January 04, 2005

The Supreme Court Forecasting Project

The latest issue of Perspectives on Politics (sorry, I don’t know how to link to it) features a symposium on the Supreme Court Forecasting Project. This project is built with the goal of creating a statistical model that can predict the voting behavior of the Supreme Court. This is (according to the goals of political science) a worthy endeavor. But the model itself is yet another example of the atheoretical numbers fetish that marks political science at its worst.

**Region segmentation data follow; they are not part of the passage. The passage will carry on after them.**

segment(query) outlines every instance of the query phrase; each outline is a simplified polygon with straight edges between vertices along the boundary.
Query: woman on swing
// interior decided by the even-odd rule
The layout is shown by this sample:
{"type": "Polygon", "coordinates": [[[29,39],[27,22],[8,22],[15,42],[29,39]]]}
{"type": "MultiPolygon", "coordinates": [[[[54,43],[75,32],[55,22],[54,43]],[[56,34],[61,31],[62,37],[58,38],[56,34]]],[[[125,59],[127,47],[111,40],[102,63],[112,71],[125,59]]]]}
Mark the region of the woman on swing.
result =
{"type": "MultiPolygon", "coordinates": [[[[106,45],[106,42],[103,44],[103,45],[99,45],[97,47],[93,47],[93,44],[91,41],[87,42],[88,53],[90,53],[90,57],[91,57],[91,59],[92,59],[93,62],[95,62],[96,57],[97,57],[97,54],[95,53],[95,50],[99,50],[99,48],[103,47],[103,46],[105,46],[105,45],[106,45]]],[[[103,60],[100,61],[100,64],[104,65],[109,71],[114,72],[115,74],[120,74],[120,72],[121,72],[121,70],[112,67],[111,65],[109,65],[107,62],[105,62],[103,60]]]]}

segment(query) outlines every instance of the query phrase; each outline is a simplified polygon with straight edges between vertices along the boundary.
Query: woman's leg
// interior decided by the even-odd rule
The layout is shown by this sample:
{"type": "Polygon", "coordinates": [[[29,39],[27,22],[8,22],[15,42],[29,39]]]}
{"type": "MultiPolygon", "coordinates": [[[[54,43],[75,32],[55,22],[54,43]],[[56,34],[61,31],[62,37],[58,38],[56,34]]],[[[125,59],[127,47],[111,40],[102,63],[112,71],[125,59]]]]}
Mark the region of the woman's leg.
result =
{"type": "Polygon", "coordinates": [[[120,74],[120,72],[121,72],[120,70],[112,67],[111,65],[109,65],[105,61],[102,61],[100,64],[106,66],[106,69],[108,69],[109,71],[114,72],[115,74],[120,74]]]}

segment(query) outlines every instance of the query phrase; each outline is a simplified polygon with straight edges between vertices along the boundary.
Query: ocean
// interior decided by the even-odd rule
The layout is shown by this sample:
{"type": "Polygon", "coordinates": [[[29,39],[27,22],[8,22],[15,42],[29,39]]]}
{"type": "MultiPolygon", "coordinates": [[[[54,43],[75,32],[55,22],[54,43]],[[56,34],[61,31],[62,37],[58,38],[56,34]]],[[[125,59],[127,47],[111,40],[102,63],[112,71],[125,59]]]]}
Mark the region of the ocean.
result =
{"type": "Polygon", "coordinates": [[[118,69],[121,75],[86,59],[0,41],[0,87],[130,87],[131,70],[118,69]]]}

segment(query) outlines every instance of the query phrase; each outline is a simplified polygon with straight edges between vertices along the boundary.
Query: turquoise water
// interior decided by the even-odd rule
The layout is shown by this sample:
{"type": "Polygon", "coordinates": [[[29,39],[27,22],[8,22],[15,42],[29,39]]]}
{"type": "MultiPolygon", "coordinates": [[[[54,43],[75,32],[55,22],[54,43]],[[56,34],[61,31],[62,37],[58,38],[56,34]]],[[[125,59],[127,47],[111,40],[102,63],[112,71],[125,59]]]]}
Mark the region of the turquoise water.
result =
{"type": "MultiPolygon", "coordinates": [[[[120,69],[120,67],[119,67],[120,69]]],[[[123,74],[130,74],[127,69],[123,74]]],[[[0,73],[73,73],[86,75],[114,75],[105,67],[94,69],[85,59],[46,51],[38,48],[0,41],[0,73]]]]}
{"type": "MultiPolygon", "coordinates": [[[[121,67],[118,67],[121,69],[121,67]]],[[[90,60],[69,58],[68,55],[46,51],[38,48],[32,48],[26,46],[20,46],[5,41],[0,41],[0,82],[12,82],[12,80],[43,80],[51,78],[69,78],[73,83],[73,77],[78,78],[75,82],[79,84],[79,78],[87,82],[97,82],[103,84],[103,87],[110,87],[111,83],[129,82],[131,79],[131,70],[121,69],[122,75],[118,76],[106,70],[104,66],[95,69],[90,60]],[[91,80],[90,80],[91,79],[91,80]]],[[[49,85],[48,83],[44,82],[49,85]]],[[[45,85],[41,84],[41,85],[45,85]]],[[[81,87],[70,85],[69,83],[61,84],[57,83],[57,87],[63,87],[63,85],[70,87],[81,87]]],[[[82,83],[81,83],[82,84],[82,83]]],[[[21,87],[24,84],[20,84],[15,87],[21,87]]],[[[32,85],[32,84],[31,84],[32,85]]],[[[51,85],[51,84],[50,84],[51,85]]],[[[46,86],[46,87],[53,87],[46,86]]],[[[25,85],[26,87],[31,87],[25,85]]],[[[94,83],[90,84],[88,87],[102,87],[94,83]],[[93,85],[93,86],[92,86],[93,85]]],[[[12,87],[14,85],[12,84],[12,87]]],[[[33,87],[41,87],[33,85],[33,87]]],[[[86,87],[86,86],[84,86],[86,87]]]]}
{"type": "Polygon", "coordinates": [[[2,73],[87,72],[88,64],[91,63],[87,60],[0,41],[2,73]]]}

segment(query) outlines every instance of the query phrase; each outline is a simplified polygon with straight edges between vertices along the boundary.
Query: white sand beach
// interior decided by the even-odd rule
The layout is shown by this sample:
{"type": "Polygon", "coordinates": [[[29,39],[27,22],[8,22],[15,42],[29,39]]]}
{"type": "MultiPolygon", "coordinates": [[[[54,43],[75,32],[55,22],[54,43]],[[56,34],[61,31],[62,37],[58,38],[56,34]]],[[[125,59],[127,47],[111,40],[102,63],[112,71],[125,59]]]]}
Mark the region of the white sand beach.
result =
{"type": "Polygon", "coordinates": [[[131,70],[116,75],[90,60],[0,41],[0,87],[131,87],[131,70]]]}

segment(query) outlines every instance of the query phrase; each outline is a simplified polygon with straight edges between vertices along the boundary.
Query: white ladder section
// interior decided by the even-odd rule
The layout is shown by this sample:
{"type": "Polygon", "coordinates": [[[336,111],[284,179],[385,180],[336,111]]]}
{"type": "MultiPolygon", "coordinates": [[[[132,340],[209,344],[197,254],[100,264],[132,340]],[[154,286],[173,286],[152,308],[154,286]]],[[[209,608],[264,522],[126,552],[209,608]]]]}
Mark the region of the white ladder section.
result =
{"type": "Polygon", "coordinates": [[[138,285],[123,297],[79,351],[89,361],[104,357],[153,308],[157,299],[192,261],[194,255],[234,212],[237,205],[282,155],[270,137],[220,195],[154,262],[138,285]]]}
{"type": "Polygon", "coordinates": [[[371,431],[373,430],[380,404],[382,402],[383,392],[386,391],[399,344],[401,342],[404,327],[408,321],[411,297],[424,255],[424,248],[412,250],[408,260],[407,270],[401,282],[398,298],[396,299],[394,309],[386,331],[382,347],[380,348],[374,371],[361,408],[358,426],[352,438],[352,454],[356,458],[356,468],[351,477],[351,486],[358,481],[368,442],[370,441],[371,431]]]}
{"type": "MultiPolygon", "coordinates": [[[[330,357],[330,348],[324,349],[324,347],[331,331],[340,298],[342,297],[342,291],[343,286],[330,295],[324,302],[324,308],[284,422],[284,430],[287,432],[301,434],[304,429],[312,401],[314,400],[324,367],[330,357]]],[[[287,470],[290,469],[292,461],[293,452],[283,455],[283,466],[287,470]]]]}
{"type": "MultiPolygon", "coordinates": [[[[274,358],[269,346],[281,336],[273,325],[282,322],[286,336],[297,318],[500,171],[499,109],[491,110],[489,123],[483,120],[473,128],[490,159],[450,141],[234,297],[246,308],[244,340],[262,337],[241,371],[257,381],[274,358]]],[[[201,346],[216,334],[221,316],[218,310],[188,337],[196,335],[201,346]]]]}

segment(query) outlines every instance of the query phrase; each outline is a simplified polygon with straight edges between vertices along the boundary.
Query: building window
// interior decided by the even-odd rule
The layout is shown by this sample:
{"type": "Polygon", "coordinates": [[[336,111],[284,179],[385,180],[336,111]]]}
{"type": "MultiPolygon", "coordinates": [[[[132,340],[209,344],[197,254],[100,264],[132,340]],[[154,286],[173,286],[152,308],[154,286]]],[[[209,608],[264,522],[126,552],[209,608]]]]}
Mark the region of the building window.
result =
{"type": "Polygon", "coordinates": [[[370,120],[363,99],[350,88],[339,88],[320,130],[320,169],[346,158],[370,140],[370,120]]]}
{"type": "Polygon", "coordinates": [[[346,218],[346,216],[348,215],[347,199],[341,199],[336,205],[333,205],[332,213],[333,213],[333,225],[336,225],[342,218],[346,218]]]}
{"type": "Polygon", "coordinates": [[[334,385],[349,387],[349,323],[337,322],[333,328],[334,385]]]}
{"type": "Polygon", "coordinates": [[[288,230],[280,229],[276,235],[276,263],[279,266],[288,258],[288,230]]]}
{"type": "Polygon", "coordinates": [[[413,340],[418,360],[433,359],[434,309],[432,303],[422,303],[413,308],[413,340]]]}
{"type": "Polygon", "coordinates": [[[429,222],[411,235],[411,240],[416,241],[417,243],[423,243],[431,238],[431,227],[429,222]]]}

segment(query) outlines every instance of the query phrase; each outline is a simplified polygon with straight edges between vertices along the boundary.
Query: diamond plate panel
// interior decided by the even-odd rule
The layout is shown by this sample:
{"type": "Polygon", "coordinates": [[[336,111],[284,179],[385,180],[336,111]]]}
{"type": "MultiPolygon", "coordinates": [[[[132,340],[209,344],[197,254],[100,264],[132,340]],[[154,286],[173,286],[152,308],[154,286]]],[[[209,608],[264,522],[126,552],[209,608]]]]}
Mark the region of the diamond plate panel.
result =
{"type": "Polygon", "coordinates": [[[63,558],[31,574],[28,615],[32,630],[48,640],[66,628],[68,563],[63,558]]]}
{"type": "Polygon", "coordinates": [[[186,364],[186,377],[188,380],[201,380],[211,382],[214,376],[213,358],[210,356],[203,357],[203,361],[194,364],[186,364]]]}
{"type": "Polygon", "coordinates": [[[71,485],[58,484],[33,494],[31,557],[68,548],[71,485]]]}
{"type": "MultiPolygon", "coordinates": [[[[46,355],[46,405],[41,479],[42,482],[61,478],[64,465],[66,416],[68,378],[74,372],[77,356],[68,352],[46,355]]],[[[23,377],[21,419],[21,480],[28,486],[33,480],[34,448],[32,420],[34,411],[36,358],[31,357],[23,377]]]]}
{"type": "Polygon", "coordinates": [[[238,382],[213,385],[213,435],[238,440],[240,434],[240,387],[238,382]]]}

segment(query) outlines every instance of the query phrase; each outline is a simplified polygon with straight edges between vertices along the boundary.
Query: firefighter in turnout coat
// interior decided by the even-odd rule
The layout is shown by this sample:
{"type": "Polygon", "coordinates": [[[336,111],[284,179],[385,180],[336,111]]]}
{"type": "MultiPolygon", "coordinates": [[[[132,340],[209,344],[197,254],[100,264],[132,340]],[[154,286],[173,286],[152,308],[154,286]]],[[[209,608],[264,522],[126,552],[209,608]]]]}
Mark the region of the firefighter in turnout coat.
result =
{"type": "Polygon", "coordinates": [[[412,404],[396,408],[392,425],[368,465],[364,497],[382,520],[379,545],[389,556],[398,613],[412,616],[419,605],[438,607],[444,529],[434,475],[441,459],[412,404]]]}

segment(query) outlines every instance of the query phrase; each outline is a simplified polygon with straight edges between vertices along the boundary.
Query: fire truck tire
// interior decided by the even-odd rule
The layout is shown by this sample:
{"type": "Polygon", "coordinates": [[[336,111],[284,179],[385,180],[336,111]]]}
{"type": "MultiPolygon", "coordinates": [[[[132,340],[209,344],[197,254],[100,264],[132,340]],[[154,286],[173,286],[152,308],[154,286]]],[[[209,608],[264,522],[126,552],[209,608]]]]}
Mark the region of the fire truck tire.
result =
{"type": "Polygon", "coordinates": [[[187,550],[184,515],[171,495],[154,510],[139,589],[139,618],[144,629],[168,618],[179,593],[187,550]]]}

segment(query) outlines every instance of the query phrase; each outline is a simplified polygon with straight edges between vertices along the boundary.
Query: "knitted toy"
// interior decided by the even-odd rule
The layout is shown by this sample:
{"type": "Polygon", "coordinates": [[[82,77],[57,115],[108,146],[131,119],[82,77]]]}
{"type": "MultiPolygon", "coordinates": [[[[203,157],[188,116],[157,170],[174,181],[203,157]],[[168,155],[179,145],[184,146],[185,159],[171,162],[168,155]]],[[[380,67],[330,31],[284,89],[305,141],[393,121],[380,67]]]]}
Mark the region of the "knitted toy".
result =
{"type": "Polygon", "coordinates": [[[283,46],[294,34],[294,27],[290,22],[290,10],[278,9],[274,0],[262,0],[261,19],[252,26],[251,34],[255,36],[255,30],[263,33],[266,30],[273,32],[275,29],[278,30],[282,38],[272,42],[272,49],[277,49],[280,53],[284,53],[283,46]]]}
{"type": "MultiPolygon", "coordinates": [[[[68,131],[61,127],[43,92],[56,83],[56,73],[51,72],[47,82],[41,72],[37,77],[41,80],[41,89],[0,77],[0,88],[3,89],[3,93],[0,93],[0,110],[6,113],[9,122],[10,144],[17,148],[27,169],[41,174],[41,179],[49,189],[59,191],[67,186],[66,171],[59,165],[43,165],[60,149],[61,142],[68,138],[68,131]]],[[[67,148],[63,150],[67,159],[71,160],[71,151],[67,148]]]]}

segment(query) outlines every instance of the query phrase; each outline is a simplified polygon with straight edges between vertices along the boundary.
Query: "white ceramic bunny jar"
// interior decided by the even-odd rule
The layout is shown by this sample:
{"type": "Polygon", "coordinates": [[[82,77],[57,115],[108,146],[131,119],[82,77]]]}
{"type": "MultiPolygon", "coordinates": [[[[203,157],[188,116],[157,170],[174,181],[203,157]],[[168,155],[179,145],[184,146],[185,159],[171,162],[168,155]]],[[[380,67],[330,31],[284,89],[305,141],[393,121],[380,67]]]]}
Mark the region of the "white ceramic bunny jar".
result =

The symposium article by Andrew Martin, Kevin Quinn, Theodore Ruger and Pauline Kim lays out the decision tree that is the core of their model. I suppose one can praise their forthrightness in acknowledging the lack of theory behind their work. They explicitly note “variables were not chosen for explicitly theoretical reasons. Rather, they were chosen based on their availability and plausible relationship to Supreme Court decision making.” But that hardly excuses the fact that they are clearly trying to build a major endeavor upon an unstable foundation. Once you get past that, all you have to do is look at the initial steps in the decision tree to note more problems. The first questions is – was the lower court decision liberal? That opens the door to all sorts of coding problems. Many decisions aren’t obviously “liberal” or “conservative” – far from it. It is no surprise that there are serious reliability problems with that measure. Then the next step in the decision tree deals with which circuit it comes from – but there is no theoretical reason behind the groupings of the circuits. Even the goal – predicting whether the Supremes will affirm or reverse – is simplistic. There is no discussion of the grounds upon or scope of the ruling.

Suzanna Sherry of Vanderbilt University Law School notes these problems, and others, in her scathing response to this article. Much of her response deals with the methodological problems in this study. But Sherry finds some interesting results here that withstand these criticisms. Most interestingly, the model is best at predicting the conservative justices, and does a poor job of predicting the votes of the four justices often referred to as the liberals. Since this is a heavily attitudinal model this suggests that justices like Rehnquist and Scalia make their decisions on the basis of their politics, but the other justices are different. Sherry constructs a strong case in arguing that the “liberal” justices vote on the basis of the law and precedent. Sherry further notes that while the “conservatives” vote their politics and the “liberals” vote the law it appears that Justice O’Connor is doing something else. O’Connor takes a “rather cavalier attitude toward precedent” – even precedents she has joined. She appears to basically take a pragmatic approach to legal questions. Sherry further notes that Justice Kennedy behaves this way on occasion too, but that he does it more rarely and more explicitly.

There are serious problems with this project. But even with its flaws it does strengthen the “attitudinalists” case that some justices on the Supreme Court, perhaps particularly those often labeled “conservative”, decide cases on the basis of their political preferneces.

Posted by armand at January 4, 2005 03:23 PM | TrackBack | Posted to Law and the Courts


Comments

which, perhaps one need not add, makes the conservative justices the activists of the current Court. of course, we all knew that already, given that they have overturned more legislation than any other modern Court.

Posted by: joshua at January 5, 2005 11:05 AM | PERMALINK

This is the part of political science that I just don't understand. What is the point of such a model? Just it's existence seems to argue that SC decisions are not based on anything like truth, justice or "doing the right thing", but instead are predictable based on partisan issues. That's certainly a slipperly slope to start down. In any event, as Armand notes, what is the point? Why build a model, if not as part of a theoretical understanding of some event or action? I continue to be utterly unimpressed by what political scientists who study American politics do. This is interesting? This is fascinating?

Posted by: baltar at January 5, 2005 01:40 PM | PERMALINK

The point, as I take it, is two-fold: first, to test the case that the attitudinalists make that justices vote their own politics and ideology (this is an on-going debate in the poli sci side of literature on the Court, but support for the attitudinalists has been increasing), and, secondly, to allow for better projections of court decisions. Lots of political scientists don't give a hoot about predictions, but these people do. In fact part of the study is a comparison of their model's predictions versus those of "experts" (the Linda Greenhouses of the world).

And I should note that it's not ENTIRELY atheoretical. It's just that important sections of it are (these folks are obviously grasping at available data) and the rest includes sloppy measures.